SAN DIEGO (TheStreet) -- Confession: I had never heard of Voxeljet (VJET), the 3-D printing company, until yesterday. That's when the stock collapsed after Citron Research wrote a scathing report.
Voxeljet's crash landing pulled down the other 3-D printing companies in classic knee-jerk fashion.
Could they all bounce back? Today all but Voxeljet did.
In the end, as even Green Mountain (GMCR) shows today, in this market it's more about the story than the substance.
Make no mistake about it: 3-D printing is real and will likely revolutionize manufacturing as we know it today. Who knows, maybe soon the 3-D printing and Green Mountain stories will morph to Green Mountain using 3-D printers to create its K-Cups. Then there's Tesla (TSLA). No talk of 3-D created Tesla cars, yet, but no dispute that the Tesla is a really cool car that has already turned the auto world on its head.
But any of these companies really worth what they're trading at? Of course not. Certainly not now.
Owning them is a gamble. Not owning them is gamble. Shorting them is, well, as Green Mountain showed yet again today -- perilous.

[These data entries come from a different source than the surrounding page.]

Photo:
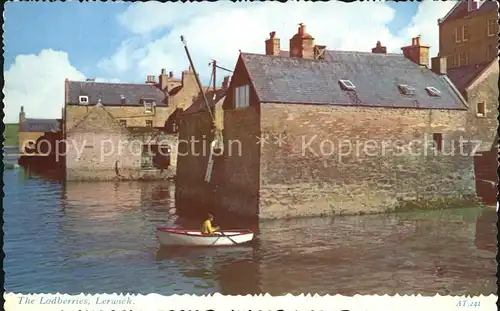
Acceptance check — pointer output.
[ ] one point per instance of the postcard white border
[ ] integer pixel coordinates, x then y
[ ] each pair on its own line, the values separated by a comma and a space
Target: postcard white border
218, 302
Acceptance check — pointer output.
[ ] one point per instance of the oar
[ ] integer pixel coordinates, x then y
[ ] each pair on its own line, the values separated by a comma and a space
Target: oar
224, 235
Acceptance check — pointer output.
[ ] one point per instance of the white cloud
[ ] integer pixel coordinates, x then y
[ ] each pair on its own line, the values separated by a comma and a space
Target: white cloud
219, 30
37, 83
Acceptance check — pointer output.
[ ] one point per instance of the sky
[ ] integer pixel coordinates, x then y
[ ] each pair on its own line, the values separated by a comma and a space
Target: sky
45, 43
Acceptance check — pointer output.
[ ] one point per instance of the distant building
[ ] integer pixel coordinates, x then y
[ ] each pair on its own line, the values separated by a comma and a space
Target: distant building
293, 111
468, 34
138, 121
30, 130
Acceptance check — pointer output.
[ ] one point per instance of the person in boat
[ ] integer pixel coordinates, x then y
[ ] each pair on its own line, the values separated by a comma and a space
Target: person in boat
207, 228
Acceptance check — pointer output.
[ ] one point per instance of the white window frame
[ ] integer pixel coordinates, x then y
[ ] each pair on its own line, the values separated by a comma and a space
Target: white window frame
406, 89
466, 59
83, 99
491, 22
347, 84
242, 96
432, 91
465, 29
458, 35
478, 113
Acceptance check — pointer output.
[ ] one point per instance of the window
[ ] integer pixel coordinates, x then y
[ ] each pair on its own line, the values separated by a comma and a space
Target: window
406, 90
465, 32
458, 36
148, 105
492, 27
438, 141
481, 109
84, 100
242, 96
347, 85
463, 59
147, 157
432, 91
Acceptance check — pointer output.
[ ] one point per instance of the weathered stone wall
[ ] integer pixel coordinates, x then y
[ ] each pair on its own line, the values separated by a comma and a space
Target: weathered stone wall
100, 149
305, 176
485, 91
480, 46
134, 116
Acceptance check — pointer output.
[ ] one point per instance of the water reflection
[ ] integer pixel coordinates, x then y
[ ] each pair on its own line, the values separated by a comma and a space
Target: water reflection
100, 237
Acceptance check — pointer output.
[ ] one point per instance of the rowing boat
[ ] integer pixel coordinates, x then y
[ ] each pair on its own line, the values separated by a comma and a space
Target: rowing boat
184, 237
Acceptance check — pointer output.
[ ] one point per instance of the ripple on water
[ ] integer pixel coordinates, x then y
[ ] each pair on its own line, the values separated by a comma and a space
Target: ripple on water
100, 237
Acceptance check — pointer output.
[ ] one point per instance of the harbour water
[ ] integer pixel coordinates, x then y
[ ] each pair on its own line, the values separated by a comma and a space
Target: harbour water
100, 237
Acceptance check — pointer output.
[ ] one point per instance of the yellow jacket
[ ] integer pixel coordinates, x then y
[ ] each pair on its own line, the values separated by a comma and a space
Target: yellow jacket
207, 228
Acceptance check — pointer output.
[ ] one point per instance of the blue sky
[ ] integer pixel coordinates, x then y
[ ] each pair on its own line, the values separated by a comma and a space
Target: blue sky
125, 42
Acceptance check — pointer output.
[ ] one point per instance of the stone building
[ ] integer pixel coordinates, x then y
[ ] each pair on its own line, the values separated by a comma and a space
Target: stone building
31, 130
313, 131
468, 34
470, 29
138, 122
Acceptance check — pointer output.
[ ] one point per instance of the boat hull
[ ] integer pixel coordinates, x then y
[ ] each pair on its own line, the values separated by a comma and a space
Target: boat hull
181, 237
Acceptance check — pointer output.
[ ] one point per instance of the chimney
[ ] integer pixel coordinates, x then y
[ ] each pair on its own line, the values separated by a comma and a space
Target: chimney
416, 52
302, 44
379, 49
22, 115
273, 45
438, 65
163, 79
319, 51
226, 82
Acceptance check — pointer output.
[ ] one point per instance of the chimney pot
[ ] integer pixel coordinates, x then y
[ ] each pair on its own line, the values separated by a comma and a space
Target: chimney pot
438, 65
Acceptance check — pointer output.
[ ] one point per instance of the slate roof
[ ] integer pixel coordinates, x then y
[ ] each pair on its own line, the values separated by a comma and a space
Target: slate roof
463, 76
110, 93
199, 104
40, 125
376, 77
461, 10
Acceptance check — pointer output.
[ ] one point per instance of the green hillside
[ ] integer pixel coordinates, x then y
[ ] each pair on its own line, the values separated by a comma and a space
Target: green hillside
11, 134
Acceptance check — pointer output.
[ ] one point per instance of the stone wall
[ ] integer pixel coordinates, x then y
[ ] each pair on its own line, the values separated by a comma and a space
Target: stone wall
480, 46
134, 116
314, 173
100, 149
485, 91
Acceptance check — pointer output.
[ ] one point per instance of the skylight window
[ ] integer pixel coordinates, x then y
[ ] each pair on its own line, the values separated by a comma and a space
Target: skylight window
347, 85
432, 91
406, 89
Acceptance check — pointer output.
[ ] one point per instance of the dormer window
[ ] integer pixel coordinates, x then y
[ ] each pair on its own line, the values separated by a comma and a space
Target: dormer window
347, 85
432, 91
83, 99
148, 105
406, 89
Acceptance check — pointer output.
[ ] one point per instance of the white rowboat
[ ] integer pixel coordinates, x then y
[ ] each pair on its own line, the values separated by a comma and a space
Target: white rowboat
182, 237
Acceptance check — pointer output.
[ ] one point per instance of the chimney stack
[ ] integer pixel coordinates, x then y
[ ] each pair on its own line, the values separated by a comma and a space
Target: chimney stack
302, 44
226, 82
22, 115
163, 79
416, 52
438, 65
273, 45
379, 49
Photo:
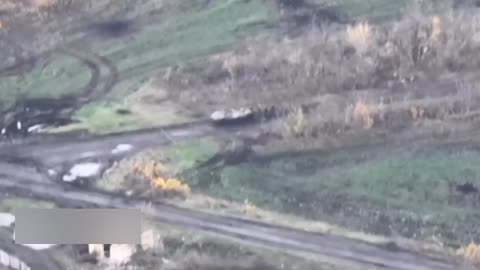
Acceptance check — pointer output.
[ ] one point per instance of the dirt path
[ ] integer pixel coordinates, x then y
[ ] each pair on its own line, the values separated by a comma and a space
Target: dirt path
331, 248
21, 173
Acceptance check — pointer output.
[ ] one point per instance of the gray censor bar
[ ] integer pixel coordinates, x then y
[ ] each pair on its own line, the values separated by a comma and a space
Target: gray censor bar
77, 226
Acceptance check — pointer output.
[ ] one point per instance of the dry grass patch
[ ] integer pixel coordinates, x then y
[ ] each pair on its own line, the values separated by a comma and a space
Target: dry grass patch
335, 59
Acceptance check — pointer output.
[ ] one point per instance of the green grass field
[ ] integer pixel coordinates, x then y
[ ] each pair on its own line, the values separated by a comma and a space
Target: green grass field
59, 75
412, 192
174, 36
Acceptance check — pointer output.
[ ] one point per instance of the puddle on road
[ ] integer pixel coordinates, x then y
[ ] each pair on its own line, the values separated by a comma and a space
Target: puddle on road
6, 219
33, 115
83, 170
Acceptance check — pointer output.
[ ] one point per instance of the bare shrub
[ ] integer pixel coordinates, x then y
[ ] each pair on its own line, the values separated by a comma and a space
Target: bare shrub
273, 70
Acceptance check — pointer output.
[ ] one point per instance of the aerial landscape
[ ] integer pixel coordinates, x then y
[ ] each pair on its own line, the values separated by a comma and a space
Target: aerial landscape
252, 134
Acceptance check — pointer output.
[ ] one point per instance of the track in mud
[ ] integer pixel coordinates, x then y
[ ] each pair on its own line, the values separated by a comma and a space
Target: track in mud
31, 113
339, 250
34, 184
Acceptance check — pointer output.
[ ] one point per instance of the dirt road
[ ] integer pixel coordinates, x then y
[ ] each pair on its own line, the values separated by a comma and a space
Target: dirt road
23, 167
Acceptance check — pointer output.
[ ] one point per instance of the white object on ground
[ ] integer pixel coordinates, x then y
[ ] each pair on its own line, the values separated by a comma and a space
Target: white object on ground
36, 246
14, 262
4, 258
120, 253
85, 169
88, 154
39, 246
218, 115
69, 178
152, 240
6, 219
82, 170
35, 128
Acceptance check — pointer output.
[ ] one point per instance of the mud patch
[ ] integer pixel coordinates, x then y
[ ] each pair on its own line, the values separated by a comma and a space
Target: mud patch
32, 115
113, 29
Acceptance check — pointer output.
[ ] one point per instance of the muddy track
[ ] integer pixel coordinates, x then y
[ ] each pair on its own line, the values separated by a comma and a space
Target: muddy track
95, 63
18, 177
331, 248
36, 260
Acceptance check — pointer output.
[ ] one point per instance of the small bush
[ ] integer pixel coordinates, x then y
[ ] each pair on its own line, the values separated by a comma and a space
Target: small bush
155, 173
471, 253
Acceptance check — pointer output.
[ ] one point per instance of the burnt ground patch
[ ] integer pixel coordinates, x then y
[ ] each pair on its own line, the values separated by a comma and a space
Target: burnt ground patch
20, 67
28, 113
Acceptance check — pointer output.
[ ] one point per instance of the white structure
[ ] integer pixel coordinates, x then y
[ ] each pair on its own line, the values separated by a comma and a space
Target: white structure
121, 253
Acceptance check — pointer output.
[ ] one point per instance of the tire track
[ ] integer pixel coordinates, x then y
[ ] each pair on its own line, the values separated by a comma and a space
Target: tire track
333, 248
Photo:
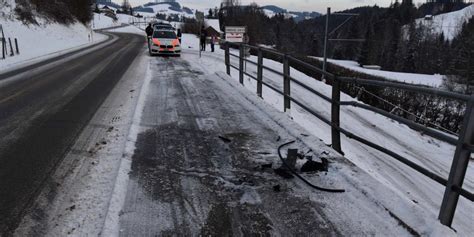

As Travis Cocke of the Voss Value Fund writes in a letter to his shareholders:
"This mistake in shorting Tesla and a few other momentum-driven names has not been in misdiagnosing them as a tremendous bubble, but in inaccurately anticipating the magnitude and especially duration of irrationality inflating them. The problem for a prudent investor or bears is that events in the distant future are as hard to disprove as they are to prove, so logical arguments dissuade very few believers from buying at extreme levels."